Complete reference for all wsh commands. The binary name is wsh (installed via cargo install wsh).

Global options

Flag	Description
`--profile <NAME>`	Use a named profile instead of the default
`--version`	Print version information
`--help`	Print help

wsh setup

Interactive setup for a specific use case. Installs manifests, locks the policy, adds shell aliases, and installs the guard hook.

wsh setup [BUNDLE]

Available bundles:

codex — OpenAI Codex CLI (git, npm, pip, dangerous-patterns, sanitize-env)
claude — Anthropic Claude Code CLI (git, npm, pip, dangerous-patterns, sanitize-env)
minimal — Coreutils and dangerous-pattern blocking only

If no bundle is specified, an interactive menu is shown.

wsh guard

Manage the global shell guard or evaluate a command string against policy.

Global guard mode

Enable or disable global guarding of all shell sessions. By default, only agent-spawned sessions are policy-checked. Use --all to guard every session on the machine (recommended for dedicated agent machines).

wsh guard --all              # enable global guard
wsh guard --off              # disable global guard
wsh guard                    # show current status

--all adds export WSH_GUARD=1 to ~/.zshenv and ~/.bashenv. --off removes it. No lock required — this is a shell environment setting, not a policy change.
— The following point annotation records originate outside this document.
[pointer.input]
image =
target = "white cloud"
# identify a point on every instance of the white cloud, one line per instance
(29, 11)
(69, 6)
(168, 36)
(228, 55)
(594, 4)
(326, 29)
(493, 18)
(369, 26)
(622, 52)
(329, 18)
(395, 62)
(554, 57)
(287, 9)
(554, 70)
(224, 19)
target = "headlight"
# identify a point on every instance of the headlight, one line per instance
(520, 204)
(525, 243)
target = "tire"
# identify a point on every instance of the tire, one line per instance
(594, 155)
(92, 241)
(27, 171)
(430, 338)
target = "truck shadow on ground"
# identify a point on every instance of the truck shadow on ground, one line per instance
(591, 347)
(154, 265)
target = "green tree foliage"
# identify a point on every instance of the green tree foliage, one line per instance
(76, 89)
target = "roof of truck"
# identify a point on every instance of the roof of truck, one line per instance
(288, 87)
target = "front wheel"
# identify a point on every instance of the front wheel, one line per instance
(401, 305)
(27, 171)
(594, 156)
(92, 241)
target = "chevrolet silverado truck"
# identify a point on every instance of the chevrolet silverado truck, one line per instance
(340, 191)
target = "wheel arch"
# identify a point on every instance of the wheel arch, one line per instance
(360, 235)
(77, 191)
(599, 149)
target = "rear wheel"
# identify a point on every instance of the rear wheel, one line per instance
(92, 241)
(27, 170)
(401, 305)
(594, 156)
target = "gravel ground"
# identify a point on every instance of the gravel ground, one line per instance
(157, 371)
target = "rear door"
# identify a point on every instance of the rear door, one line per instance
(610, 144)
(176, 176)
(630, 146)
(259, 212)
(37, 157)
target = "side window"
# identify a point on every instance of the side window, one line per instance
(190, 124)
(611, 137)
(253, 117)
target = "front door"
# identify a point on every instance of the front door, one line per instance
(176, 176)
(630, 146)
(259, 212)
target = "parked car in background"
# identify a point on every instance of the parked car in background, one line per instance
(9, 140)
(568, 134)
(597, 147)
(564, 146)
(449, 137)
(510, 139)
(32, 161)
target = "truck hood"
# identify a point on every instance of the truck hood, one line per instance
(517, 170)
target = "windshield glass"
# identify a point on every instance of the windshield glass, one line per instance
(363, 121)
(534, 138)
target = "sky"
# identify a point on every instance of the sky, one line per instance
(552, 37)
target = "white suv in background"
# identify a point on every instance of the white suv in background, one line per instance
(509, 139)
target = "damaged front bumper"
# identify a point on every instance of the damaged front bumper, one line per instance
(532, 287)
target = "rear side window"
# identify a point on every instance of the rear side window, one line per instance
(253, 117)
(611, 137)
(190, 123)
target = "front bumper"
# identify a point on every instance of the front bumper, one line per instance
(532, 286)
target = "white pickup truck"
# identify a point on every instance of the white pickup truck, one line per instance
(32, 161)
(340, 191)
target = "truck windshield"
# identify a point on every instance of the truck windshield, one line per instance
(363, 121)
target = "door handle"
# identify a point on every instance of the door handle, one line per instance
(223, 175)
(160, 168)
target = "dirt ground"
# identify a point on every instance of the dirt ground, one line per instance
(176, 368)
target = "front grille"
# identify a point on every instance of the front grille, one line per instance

Shell hook mode (internal)

When called with a command string argument, evaluates it against policy. Used internally by the .zshenv/.bashenv guard hook. Skips shell builtins, checks external commands, logs to audit. Returns exit code 0 (allow) or 1 (deny).

wsh guard "<COMMAND_STRING>"

wsh exec

Execute a command under warrant enforcement. The command is checked against the signed policy before execution.

wsh exec -- <COMMAND> [ARGS...]

Everything after -- is treated as the command to execute. Hyphen-prefixed arguments are passed through to the target command.

Examples

wsh exec -- git push origin main
wsh exec -- cargo build --release
wsh exec -- curl https://api.example.com

wsh check

Dry-run a command against the policy without executing it. Reports whether the command would be allowed or denied.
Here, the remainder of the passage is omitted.